Präambel/Promulgationsklausel
| Artikel | Titel |
|---|---|
| 1 | Begriffsbestimmungen |
| 2 | Gewährung von Verkehrsrechten |
| 3 | Bewilligungen |
| 4 | Widerruf, Aussetzung und Beschränkung von Bewilligungen |
| 5 | Anwendung von Gesetzen |
| 6 | Anerkennung von Zeugnissen und Ausweisen |
| 7 | Sicherheit der Luftfahrt |
| 8 | Zölle und andere Abgaben |
| 9 | Benützung von Flughäfen und anderen Einrichtungen der Luftfahrt |
| 10 | Beförderungskapazität |
| 11 | Tarife |
| 12 | Wechsel des Luftfahrzeuges |
| 13 | Verkauf und Geldtransfer |
| 14 | Besteuerung |
| 15 | Repräsentanzen der Fluglinienunternehmen |
| 16 | Anwendbarkeit auf Nichtlinienflüge |
| 17 | Statistik |
| 18 | Multilaterale Übereinkommen |
| 19 | Beratungen; Abkommensänderungen |
| 20 | Beilegung von Meinungsverschiedenheiten |
| 21 | Beendigung |
| 22 | Titel |
| 23 | Registrierung bei der ICAO |
| 24 | Inkrafttreten |
Die Österreichische Bundesregierung und die Regierung von Kanada, in der Folge in diesem Abkommen „die Vertragsparteien“ genannt,
Als Vertragsparteien des am 7. Dezember 1944 in Chicago zur Unterzeichnung aufgelegten Abkommens über die Internationale Zivilluftfahrt *),
Vom Wunsche geleitet, in Ergänzung des genannten Abkommens ein Luftverkehrsabkommen abzuschließen,
Haben folgendes vereinbart:
*) Kundgemacht in BGBl.
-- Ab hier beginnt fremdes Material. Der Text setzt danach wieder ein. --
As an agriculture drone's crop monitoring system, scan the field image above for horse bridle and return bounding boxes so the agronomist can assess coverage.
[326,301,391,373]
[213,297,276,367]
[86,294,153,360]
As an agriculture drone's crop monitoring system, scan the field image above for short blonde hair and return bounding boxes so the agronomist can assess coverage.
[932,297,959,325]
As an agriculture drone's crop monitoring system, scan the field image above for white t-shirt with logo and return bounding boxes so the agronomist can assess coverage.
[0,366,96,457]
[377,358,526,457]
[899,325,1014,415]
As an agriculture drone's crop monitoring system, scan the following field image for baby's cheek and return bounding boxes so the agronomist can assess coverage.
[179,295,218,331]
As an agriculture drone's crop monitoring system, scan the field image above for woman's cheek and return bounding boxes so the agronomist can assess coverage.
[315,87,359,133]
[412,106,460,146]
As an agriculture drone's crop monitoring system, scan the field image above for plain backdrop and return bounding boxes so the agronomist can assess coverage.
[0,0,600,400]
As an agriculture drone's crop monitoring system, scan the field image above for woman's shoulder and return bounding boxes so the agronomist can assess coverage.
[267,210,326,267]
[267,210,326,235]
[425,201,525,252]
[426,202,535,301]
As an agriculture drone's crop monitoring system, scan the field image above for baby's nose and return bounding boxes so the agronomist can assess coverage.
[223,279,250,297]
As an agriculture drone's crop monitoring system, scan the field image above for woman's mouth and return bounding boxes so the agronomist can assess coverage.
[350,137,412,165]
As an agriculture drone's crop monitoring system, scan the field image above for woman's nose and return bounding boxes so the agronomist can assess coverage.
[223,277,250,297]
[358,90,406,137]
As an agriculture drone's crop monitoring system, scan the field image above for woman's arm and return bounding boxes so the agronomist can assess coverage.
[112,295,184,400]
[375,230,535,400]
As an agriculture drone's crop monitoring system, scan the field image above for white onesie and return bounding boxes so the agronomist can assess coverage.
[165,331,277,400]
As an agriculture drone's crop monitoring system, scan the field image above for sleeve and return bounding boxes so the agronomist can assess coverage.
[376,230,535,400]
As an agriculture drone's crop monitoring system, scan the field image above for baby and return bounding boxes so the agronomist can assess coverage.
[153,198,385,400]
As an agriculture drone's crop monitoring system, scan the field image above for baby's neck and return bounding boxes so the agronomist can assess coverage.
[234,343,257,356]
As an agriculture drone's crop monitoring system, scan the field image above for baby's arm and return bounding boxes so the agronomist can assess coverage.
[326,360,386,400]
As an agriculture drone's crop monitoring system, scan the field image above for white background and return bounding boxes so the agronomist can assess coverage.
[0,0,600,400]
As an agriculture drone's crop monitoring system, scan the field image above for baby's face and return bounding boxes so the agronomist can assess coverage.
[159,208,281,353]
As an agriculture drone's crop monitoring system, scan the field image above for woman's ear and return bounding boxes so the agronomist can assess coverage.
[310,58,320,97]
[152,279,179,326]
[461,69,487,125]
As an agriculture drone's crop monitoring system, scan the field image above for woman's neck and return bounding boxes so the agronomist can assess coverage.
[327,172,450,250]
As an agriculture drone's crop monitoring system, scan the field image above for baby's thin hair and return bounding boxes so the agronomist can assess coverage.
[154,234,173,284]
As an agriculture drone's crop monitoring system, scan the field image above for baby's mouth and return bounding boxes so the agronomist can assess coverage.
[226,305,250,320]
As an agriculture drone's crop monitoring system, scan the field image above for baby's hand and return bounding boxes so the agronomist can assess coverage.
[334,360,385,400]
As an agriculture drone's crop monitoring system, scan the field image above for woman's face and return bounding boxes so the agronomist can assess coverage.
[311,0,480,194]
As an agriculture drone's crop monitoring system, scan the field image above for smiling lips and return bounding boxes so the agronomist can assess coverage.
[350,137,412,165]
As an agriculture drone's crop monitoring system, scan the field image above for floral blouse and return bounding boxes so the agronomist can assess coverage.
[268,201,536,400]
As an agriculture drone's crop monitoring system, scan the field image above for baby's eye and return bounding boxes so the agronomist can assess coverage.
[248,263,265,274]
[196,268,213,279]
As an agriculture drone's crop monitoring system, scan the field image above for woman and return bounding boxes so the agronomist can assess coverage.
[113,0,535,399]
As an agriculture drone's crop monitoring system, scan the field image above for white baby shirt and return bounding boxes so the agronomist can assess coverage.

Nr. 97/1949
Artikel 1
Begriffsbestimmungen
Für die Anwendung dieses Abkommens, sofern nicht etwas anderes bestimmt ist;
bedeutet „Luftfahrtbehörden“ im Falle der Republik Österreich den Bundesminister für öffentliche Wirtschaft und Verkehr oder jede andere Behörde, die zur Wahrnehmung der in die Zuständigkeit der genannten Behörden fallenden Funktionen ermächtigt ist, und im Falle von Kanada den Verkehrsminister und die Nationale Kanadische Verkehrsbehörde oder jede andere Person oder Behörde, die zur Wahrnehmung der in die Zuständigkeit der genannten Behörden fallenden Funktionen ermächtigt ist;
bedeutet „vereinbarte Fluglinien“ planmäßige Fluglinien für die Beförderung von Fluggästen und Fracht, einschließlich Post, gesondert oder gemeinsam, auf den in diesem Abkommen festgelegten Flugstrecken;
bedeutet „Abkommen“ das vorliegende Abkommen, jedweden Anhang hiezu sowie alle Änderungen des Abkommens oder eines Anhanges;
bedeutet „Konvention“ das am 7. Dezember 1944 in Chicago zur Unterzeichnung aufgelegte Abkommen über die Internationale Zivilluftfahrt und schließt jeden gemäß Artikel 90 dieser Konvention angenommenen Anhang sowie Änderungen der Anhänge oder der Konvention gemäß deren Artikel 90 und 94 ein, sofern diese Anhänge und Änderungen von beiden Vertragsparteien angenommen worden sind;
bedeutet „namhaft gemachtes Fluglinienunternehmen“ ein Fluglinienunternehmen, das gemäß Artikel 3 dieses Abkommens namhaft gemacht und zugelassen wurde;
bedeutet „Tarife“ die Preise, die für die Beförderung von Fluggästen, Gepäck und Frachtgut zu bezahlen sind, sowie die Bedingungen, unter denen diese Preise gelten, einschließlich der Preise und Bedingungen für sonstige Dienstleistungen, die vom Verkehrsträger im Zusammenhang mit dem Lufttransport erbracht werden, jedoch ausschließlich der Entgelte oder Bedingungen für die Beförderung von Post;
haben die Ausdrücke „Hoheitsgebiet“, „Fluglinie“, „internationale Fluglinie“, „Fluglinienunternehmen“ und „nichtgewerbliche Landung“ jeweils die ihnen in den Artikeln 2 und 96 der Konvention gegebene Bedeutung.
Artikel 2
Gewährung von Verkehrsrechten
Jede Vertragspartei gewährt der anderen Vertragspartei für die Durchführung des internationalen Fluglinienverkehrs durch das oder die durch die andere Vertragspartei namhaft gemachte(n) Fluglinienunternehmen die folgenden Rechte:
ihr Hoheitsgebiet ohne Landung zu überfliegen;
in ihrem Hoheitsgebiet Landungen zu nichtgewerblichen Zwecken durchzuführen und
sofern dieses Abkommen nicht etwas anderes bestimmt, in ihrem Hoheitsgebiet zu landen, um auf den in diesem Abkommen festgelegten Flugstrecken im internationalen Verkehr Fluggäste und Frachtgut, einschließlich Post, getrennt oder gemeinsam, aufzunehmen und abzusetzen.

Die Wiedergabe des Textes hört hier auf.